Promising bio-active complexes of platinum(II) and palladium(II) derived from heterocyclic thiourea: Synthesis, characterization, DFT, molecular docking, and anti-cancer studies

Abstract

Four Platinum(II) and Palladium(II) heterocyclic thiourea complexes have been prepared; [Pt(CPPT)2](1), [Pd(CPPT)2](2), [Pt(MPPT)2](3), and [Pd(MPPT)2](4) (Where HCPPT=1-(5-chloropyridin-2-yl)-3-phenylthiourea, HMPPT=1-(3-methylpyridin-2-yl)-3-phenylthiourea).
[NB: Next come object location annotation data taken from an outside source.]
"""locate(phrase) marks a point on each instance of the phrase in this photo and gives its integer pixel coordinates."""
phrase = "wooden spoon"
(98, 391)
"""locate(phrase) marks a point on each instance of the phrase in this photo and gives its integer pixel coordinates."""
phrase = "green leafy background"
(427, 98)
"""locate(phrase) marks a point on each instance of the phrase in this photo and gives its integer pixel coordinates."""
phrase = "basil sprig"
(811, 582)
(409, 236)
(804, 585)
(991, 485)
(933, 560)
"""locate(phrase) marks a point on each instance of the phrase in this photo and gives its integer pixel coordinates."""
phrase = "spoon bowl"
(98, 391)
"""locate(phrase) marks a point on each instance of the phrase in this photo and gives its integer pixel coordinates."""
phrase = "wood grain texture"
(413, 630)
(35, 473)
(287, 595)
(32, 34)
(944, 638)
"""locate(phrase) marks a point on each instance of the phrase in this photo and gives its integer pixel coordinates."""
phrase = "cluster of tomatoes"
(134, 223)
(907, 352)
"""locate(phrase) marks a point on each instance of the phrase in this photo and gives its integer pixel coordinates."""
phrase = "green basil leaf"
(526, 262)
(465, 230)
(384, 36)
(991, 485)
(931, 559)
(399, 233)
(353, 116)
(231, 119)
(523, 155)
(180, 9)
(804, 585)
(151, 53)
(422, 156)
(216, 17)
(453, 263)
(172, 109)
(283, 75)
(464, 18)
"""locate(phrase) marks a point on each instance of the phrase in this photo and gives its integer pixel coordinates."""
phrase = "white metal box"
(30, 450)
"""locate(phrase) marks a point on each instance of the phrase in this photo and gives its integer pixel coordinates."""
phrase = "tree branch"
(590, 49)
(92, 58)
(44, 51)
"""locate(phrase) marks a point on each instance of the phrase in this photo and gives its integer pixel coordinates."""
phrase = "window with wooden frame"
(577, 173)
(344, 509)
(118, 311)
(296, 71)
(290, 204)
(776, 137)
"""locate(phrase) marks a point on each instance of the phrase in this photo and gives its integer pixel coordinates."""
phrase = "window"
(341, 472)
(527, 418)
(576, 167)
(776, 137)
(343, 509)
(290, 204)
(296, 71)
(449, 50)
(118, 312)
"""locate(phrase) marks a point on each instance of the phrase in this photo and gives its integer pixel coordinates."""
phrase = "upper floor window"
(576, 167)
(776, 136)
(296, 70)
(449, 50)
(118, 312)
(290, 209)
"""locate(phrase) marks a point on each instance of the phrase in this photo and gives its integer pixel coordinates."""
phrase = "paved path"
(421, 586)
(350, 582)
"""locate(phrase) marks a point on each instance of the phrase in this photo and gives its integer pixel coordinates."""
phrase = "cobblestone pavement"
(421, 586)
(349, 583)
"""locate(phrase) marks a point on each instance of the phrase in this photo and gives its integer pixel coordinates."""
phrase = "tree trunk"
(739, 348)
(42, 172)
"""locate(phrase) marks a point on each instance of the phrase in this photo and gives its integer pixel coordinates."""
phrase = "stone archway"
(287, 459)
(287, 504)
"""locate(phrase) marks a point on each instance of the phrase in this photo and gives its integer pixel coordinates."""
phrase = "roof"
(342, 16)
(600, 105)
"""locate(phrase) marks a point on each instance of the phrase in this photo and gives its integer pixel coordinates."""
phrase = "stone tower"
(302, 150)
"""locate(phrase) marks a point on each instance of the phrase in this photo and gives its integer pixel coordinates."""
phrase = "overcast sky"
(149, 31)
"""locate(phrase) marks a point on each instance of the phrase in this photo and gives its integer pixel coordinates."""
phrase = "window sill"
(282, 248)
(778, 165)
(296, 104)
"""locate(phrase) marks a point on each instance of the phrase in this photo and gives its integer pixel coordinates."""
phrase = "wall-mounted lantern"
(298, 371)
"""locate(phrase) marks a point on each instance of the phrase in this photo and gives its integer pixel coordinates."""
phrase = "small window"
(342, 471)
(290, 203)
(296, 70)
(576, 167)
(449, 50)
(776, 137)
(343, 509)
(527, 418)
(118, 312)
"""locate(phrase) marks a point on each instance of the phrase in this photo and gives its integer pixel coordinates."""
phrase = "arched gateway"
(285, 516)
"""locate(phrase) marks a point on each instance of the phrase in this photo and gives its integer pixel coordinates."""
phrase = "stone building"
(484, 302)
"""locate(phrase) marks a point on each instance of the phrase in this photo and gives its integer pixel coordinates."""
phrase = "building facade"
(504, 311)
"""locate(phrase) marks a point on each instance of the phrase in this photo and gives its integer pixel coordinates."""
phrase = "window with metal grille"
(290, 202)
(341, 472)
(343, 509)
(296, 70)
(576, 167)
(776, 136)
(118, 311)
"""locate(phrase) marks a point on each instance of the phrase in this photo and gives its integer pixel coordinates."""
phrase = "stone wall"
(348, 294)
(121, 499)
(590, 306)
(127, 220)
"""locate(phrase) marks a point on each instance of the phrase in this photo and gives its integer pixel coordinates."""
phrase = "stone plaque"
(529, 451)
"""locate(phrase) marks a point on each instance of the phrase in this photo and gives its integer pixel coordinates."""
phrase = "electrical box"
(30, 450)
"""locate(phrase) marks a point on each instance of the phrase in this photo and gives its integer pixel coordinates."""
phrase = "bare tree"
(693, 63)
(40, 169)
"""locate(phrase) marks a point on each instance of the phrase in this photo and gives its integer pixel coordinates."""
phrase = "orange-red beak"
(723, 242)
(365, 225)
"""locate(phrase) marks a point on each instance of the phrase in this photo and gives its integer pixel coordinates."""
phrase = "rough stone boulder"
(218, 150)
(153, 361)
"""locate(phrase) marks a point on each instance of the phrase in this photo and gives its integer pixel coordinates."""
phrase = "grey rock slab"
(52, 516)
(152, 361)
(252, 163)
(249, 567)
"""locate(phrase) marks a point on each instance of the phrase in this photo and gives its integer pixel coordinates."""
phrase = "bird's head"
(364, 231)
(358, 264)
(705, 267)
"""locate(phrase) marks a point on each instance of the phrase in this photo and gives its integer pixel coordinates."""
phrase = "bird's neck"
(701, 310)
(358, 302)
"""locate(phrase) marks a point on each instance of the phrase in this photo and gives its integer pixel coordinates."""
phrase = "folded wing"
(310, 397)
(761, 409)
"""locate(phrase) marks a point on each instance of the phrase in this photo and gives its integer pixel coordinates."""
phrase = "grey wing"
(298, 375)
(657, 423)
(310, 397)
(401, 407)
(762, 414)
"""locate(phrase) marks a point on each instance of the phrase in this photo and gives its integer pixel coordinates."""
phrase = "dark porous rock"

Both the ligands and the complexes were characterized by different spectroscopic techniques including: FT-IR, 1H, 13C-{1H} NMR and Mass spectroscopy. The spectroscopic data analysis suggested that the complexes (1–4) adopt a square planar geometry with cis-configuration of platinum and trans- configuration of Palladium complexes. Antiproliferative data indicated that palladium(II) complexes exerted a potent cytotoxic activity in comparison with platinum(II) complexes. Among all tested complexes, [Pd(MPPT)2] exhibited a promising activity with an IC50 value of 10.44 and 17.7 µM against colon cancer cell lines (LoVo) and breast cancer cell lines (MCF-7) respectively. Theoretical calculations were applied to estimate the physical properties and the inhibition activity of cancer cells by docking. Gaussian 09 software with 6-311G (d, p) basis set was used for theoretical study. Furthermore, quantum chemical parameters of highest occupied molecular orbital (HOMO), lowest unoccupied molecular orbital (LUMO), dipole moment, energy gap and other parameters were used to evaluate the complexes activity. MGL tools and DSV software were used to test the complexes inhibitions of breast cancer by blocking the damage cells.